FFC proposes tougher bailouts rules

Reading Time: 2 minutes

The Financial and Fiscal Commission (FFC) says government guarantees should not be used as an “easy option” to balance the books of state owned companies. The Commission says guarantees place a huge risk on the fiscus as they impact on the budget deficit and fiscal consolidation.

Reviewing the medium term outlook for South African Airways as well as how ongoing losses impact on the fiscus, the FFC says the national carrier’s total liabilities have outstripped total assets with the gap has grown wider over the past five years. National Treasury has given the airline a bail out of R10 billion.

The FFC also wants the impact of bail outs to be “strictly processed” via Parliament just like the national budget.  “If something similar to that process can be replicated for guarantees maybe it would bring in that high level of accountability,” says FFC’s Dr Ramos Mabugu.

“It’s an embarrassment and now we have to bail out these entities.

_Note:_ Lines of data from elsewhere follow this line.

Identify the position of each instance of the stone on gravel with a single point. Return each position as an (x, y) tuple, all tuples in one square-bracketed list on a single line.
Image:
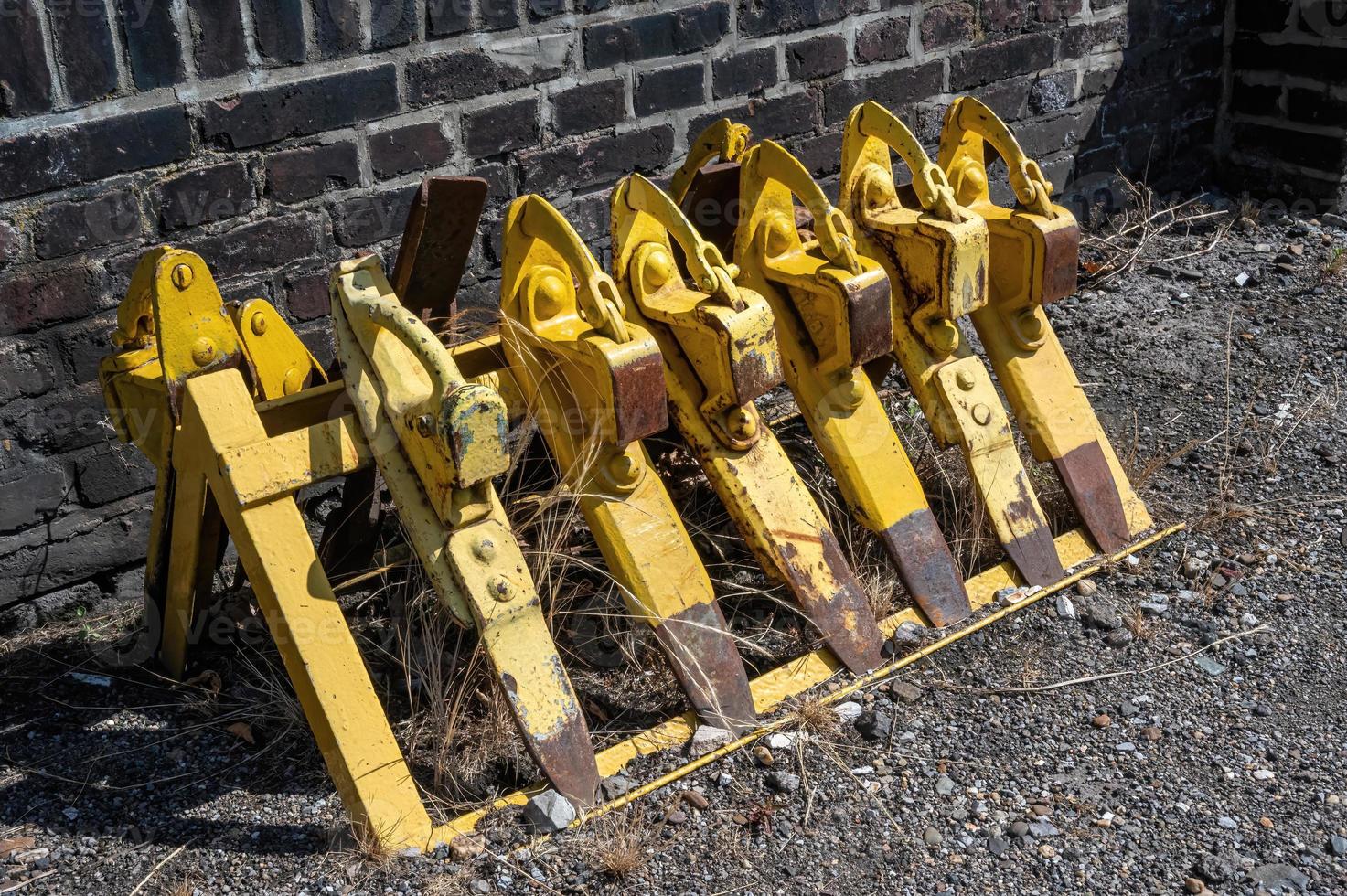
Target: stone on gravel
[(706, 739), (550, 811)]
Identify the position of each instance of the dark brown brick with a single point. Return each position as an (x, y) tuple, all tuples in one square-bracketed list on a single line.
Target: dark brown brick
[(748, 71), (597, 161), (31, 299), (589, 107), (663, 34), (295, 176), (25, 81), (204, 196), (301, 108), (66, 228), (815, 57), (409, 148), (503, 128), (882, 40), (217, 31), (663, 90)]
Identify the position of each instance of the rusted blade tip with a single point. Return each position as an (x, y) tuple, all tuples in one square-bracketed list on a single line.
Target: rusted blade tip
[(927, 569), (702, 655), (1087, 477)]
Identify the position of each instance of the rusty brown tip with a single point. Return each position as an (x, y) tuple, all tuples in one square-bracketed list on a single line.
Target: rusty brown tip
[(1088, 480), (702, 654), (927, 569)]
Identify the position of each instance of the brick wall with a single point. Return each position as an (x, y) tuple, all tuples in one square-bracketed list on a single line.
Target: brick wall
[(275, 136), (1285, 130)]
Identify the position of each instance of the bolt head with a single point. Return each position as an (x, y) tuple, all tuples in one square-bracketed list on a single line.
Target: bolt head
[(202, 350), (182, 276)]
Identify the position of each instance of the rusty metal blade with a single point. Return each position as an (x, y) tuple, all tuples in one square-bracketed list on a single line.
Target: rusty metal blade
[(1088, 480), (566, 755), (927, 569), (702, 654), (436, 241)]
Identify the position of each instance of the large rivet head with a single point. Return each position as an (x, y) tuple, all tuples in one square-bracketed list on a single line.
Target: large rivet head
[(202, 350), (182, 276), (659, 269)]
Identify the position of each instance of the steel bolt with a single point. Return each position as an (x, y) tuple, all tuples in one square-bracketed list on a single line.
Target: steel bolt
[(182, 276), (202, 350)]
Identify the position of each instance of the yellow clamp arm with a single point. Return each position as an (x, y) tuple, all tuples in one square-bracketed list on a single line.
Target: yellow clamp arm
[(600, 304), (771, 162), (722, 141), (928, 179), (714, 276), (1031, 187)]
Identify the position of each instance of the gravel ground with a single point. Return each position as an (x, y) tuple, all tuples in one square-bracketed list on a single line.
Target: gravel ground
[(988, 768)]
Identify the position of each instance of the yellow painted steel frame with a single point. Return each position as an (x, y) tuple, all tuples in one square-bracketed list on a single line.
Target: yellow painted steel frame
[(720, 353), (833, 315), (1033, 261), (936, 256), (774, 688), (597, 387)]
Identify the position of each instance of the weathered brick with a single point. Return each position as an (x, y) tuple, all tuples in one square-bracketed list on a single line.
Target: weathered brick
[(447, 16), (467, 73), (306, 107), (1001, 59), (893, 90), (775, 117), (262, 245), (279, 30), (748, 71), (31, 299), (306, 295), (369, 219), (882, 40), (409, 148), (815, 57), (27, 369), (217, 36), (597, 161), (207, 194), (663, 34), (951, 23), (777, 16), (30, 495), (76, 548), (295, 176), (674, 88), (25, 81), (65, 228), (48, 158), (337, 27), (501, 128), (392, 23), (589, 107), (84, 46)]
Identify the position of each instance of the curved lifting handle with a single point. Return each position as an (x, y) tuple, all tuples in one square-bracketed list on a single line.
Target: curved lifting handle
[(928, 179), (771, 162), (705, 261), (600, 304), (722, 141), (1031, 187)]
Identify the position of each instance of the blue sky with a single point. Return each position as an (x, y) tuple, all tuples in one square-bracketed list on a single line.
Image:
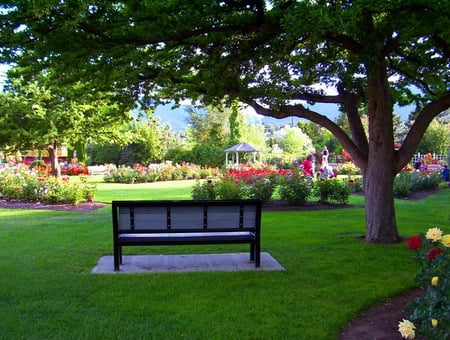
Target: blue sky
[(177, 117)]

It clearly shows there’s failure and there must be consequences,” said Acting Treasury DG Ismail Momoniat.

Part of the recommendations to the airline is to improve its balance sheet is to review its wage bill and the perks of pilots, to implement strict procurement controls and renegotiate lease contracts. The FFC also recommends the sale of non-core assets such as Airlink and Treasury says it had warned against some of the costs, like the R6 billion Airbus deal.